In one heated moment, Ricardo Rivas, a teacher at Garfield High School referenced one of the Eastside’s proudest moments in his public comment. “Do not tell the students that found the courage to ‘Stand and Deliver’ to sit down and shut-up.”
Supporters of the resolution were careful to acknowledge those singular cases of success but pressed that there was still a need for progressive reform to help those students who do not experience the same success.
In his comments to the board, Superintendent Ramon Cortines said aggressive action is long overdue.
“For too long we have protected the status quo,” he said.
Supporters repeatedly used the status quo phrase in urging the board to take this opportunity to make a dramatic change in the way the much-maligned district operates its schools.
Monique Bacon of Inner City Education Foundation Public Schools expressed supporter’s frustration with the city’s school system: “I’m here on behalf of thousands of parents who are in support of the resolution for choice,” she said. “We have no intention of standing by to allow another 50 state-of-the-art schools to be built on the backs of taxpayers that have the same failing programs in them.”
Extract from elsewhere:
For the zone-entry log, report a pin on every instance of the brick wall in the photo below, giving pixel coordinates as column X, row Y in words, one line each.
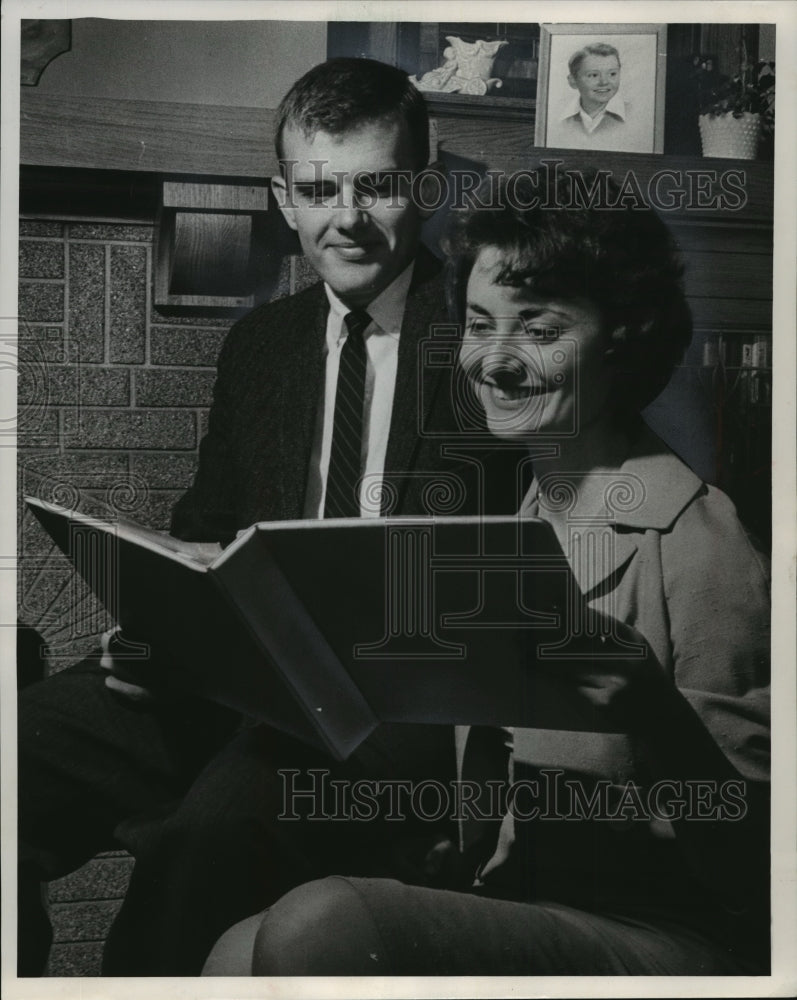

Board President Monica Garcia and other board members urged both supporters and opponents to quickly move beyond the heated discussions in order to become part of the reform efforts. With the resolution’s passing, new efforts will be required to heal the wounds created through the sometimes-vicious attacks. For the past few weeks, numerous groups have staged town-hall meetings on both sides of the issue.
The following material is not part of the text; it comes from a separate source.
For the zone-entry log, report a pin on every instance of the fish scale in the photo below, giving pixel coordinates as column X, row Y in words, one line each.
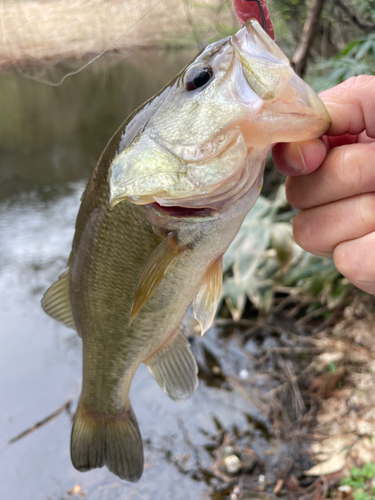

On Monday evening, Board Member Yolie Flores-Aguilar spent two hours on the wrong side of a heated community town-hall meeting at Garfield High School. A coalition of parents, students, teachers and community activist peppered their school board representative with demands to rescind the resolution she proposed. Speaker after speaker chided Flores-Aguilar for their perceptions of her as an “absentee” representative. She was repeatedly taken to task for a failure to communicate with Garfield stakeholders concerning the resolution. One student began her remarks by admitting she was simply confused by the proposal and its potential outcome. Parents and students criticized Flores-Aguilar for not conducting enough outreach concerning the proposal as well as for a lack of resolution materials available in Spanish.
Last Friday, parents and students staged a rally outside Garfield. Several adults and students wore red shirts that stated opposition to the “privatization of public education.” The resolution, as clarified by the board on Tuesday, will accept bids from not-for profit entities only. Some students at the rally told EGP that the proposal confused them. Some had only become aware of the issue less than three-weeks-ago. Vanessa Jaimes, a Garfield freshman said she was concerned that if students fail their classes they will be kicked out of the school. Her older sister Annabel, a Garfield alumnus, worried that colleges and universities may devalue Garfield diplomas if the school changed its management.
Hector Gomez, a Garfield sophomore said it was unfair that students were not informed of the plan. He along with other speakers vented their frustrations with the constant use of negative statistics to describe their schools.
“We’re not guinea pigs,” he said at last Friday’s rally. “We’re proud to be Bulldogs!”
The majority of comments made at Friday’s rally and Monday’s town hall meeting demonstrated a clear lack of knowledge on the complex organizational structures of charter operators and other non-profit institutions poised to take control of public schools. This is part of the challenge the district appears to have to confront as it moves forward with its new plan. Cortines acknowledged this much during his speech.
“We need to do a better job of listening to our community,” he said.
With Tuesday’s historic vote in the books, a clearly fractured faculty and student body begin the new school year with a certain level of uncertainty about their future.